Background: The potential impact of COVID-19 alongside influenza on morbidity, mortality and health service capacity is a major concern as the Northern Hemisphere winter approaches. This study investigates the interaction between influenza and COVID-19 during the latter part of the 2019-20 influenza season in England. Methods: Individuals tested for influenza and SARS-CoV-2 were extracted from national surveillance systems between 20/01/2020 and 25/04/2020. To estimate influenza infection on the risk of SARS-CoV-2 infection, univariable and multivariable analyses on the odds of SARS-CoV-2 in those who tested positive for influenza compared to those who tested negative for influenza. To assess whether a coinfection was associated with severe SARS-CoV-2 outcome, univariable and multivariable analyses on the odds of death adjusted for age, sex, ethnicity, comorbidity and coinfection status. Findings: The risk of testing positive for SARS-CoV-2 was 68% lower among influenza positive cases, suggesting possible pathogenic competition between the two viruses. Patients with a coinfection had a risk of death of 5.92 (95% CI, 3.21-10.91) times greater than among those with neither influenza nor SARS-CoV-2 suggesting possible synergistic effects in coinfected individuals.
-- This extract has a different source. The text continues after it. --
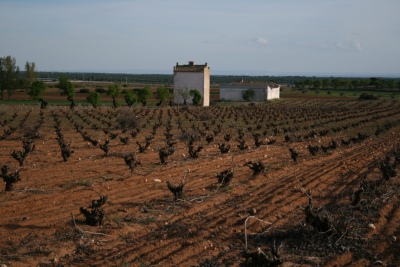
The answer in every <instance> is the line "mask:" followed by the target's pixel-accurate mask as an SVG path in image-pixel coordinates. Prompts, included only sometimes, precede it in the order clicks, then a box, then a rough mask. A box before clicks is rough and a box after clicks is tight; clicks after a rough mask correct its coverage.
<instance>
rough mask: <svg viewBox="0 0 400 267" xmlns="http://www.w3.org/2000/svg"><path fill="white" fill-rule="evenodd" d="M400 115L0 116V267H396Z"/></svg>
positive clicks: (398, 226) (260, 114) (163, 111)
mask: <svg viewBox="0 0 400 267" xmlns="http://www.w3.org/2000/svg"><path fill="white" fill-rule="evenodd" d="M399 164H400V102H398V101H396V100H389V99H382V100H365V101H360V100H348V99H345V100H339V99H301V100H295V99H286V100H282V101H276V102H271V103H263V104H242V105H239V104H238V105H232V106H211V107H208V108H204V107H193V106H188V107H186V106H183V107H182V106H181V107H172V108H169V107H163V108H155V107H143V108H142V107H135V108H133V109H129V108H125V107H120V108H117V109H112V108H111V107H101V108H98V109H93V108H89V107H75V109H74V110H71V109H69V107H66V106H51V105H50V106H48V107H47V108H46V109H40V108H39V107H38V106H37V105H35V106H27V105H25V106H23V105H21V106H18V105H3V106H0V167H1V178H2V179H3V181H4V184H3V188H1V189H0V203H1V204H0V214H1V217H0V229H1V230H0V240H1V242H0V264H6V265H7V266H202V267H206V266H398V265H399V264H400V254H399V253H398V252H399V251H400V245H399V244H400V243H399V242H400V241H399V240H397V238H400V208H399V205H400V180H399V178H398V174H397V172H398V170H399Z"/></svg>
The odds of ventilator use or death and ICU admission or death was greatest among coinfection patients showing strong evidence of an interaction effect compared to SARS-CoV-2/influenza acting independently. Interpretation: Cocirculation of these viruses could have a significant impact on morbidity, mortality and health service demand. Testing for influenza alongside SARS-CoV-2 and maximising influenza vaccine uptake should be prioritised to mitigate these risks.